But a news site close to the Moroccan Royal Court claimed that the measure was in retaliation for Swedish moves to "recognize" the Sahrawi Arab Democratic Republic declared by the separatist Polisario Front.
The decision was taken at a snap meeting on Monday attended by representatives of eight parliamentary parties, wrote Morocco World News.
Late on Tuesday, Driss Lachgar, an opposition party leader who took part in the meeting, confirmed to the AFP news agency that the issue was raised because the ruling coalition in Sweden was preparing a parliamentary vote on recognition of the Sahrawi Republic.
"After Algeria, Sweden is the country that is most hostile to the territorial integrity of Morocco," he charged.
In Stockholm, a foreign ministry spokesman denied any link between Ikea's opening and Western Sahara.
"Our information is that the store does not have all the authorizations in Morocco," a spokeswoman said.
Inter Ikea Systems, the group which owns the worldwide chain, said the franchise was still working to open in Morocco.
Ikea had been planning to open five stores in the country, the first of which was due to open in Zenata, between Casablanca and capital Rabat.
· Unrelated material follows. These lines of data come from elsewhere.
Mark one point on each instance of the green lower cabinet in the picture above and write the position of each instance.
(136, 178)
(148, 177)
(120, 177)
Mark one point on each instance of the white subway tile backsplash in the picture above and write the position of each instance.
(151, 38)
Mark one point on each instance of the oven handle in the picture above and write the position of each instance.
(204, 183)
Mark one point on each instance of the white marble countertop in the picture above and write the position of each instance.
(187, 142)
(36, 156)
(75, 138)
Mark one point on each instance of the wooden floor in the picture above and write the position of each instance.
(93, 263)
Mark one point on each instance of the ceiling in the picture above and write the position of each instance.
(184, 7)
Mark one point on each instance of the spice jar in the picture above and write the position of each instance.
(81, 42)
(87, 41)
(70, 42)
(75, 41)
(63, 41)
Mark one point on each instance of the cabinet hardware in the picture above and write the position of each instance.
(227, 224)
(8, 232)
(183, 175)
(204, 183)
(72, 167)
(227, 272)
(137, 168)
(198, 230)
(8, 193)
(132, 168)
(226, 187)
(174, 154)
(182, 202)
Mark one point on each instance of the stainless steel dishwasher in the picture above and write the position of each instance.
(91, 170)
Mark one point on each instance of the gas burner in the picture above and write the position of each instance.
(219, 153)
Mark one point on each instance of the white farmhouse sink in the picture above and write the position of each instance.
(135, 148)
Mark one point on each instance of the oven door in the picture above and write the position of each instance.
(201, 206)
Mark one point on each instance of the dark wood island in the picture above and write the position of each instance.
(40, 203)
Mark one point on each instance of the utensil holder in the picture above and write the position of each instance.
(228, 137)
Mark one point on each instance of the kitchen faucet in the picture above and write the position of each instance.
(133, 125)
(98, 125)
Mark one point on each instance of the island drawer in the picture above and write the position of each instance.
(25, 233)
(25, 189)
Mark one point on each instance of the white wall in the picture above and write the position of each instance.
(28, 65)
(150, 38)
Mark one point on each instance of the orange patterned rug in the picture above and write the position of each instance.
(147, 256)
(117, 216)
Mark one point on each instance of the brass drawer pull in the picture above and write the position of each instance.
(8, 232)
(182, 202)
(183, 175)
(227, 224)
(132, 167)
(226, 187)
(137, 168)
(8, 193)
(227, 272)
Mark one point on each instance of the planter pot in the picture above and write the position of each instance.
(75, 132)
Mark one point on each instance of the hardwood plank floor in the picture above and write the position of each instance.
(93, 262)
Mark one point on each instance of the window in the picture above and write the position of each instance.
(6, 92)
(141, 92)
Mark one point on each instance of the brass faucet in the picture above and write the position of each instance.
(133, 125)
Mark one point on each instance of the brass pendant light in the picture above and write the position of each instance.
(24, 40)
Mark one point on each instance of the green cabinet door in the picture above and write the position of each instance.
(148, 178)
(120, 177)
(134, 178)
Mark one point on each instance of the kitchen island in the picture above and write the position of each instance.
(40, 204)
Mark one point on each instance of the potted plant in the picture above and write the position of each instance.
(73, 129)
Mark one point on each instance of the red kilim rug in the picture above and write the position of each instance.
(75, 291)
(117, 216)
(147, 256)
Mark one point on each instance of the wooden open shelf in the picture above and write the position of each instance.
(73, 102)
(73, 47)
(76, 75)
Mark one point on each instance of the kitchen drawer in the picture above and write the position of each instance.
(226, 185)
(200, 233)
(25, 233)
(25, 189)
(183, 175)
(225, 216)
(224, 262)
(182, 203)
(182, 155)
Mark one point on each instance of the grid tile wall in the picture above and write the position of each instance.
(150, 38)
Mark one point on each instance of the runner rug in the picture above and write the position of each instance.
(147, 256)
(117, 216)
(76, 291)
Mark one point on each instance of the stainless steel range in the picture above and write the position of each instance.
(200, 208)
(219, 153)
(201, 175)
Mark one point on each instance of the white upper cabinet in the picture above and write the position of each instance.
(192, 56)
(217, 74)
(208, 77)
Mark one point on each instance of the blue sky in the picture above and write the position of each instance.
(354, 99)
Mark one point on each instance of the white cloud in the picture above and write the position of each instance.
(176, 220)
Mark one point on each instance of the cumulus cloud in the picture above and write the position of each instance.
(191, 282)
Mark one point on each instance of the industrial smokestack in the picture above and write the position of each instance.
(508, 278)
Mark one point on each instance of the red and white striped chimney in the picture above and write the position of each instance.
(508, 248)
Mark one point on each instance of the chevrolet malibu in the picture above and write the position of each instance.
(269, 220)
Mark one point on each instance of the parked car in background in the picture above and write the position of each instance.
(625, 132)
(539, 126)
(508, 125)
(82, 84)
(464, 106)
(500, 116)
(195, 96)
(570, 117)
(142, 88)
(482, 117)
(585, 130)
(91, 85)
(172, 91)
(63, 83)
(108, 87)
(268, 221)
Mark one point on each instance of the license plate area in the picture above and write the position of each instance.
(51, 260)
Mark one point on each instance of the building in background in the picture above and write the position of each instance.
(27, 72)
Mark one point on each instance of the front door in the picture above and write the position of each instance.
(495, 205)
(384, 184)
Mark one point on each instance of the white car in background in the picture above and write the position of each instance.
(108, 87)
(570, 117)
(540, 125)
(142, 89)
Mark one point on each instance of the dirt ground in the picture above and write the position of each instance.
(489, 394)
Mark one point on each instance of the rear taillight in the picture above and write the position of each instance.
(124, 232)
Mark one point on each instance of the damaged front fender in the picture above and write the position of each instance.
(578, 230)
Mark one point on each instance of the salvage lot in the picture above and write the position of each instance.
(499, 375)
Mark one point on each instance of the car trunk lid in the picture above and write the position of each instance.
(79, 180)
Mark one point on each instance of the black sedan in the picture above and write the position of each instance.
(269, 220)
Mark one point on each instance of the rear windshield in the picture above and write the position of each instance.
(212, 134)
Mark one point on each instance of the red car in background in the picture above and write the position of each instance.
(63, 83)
Western Sahara was a Spanish colony up until 1975 and Morocco today claims two thirds of the area as its own. However, independence movement Polisario Front wants to break away and form a new state called the Sahrawi Republic.
Sweden and its Scandinavian neighbours largely support self-determination for Western Sahara. But other nations, such as France and Spain, have been accused of backing the Moroccan side.
No western powers have so far formally recognized Polisario's planned Sahrawi Republic, which is backed by a number of members of the African Union.
The Swedish parliament voted to recognize Western Sahara in 2011, but the then centre-right government rejected the motion.
Prime Minister Stefan Löfven's ruling centre-left coalition, which recognized Palestine after winning Sweden's general election last September, said in March this year that formally supporting an independent Western Sahara was not currently on the table.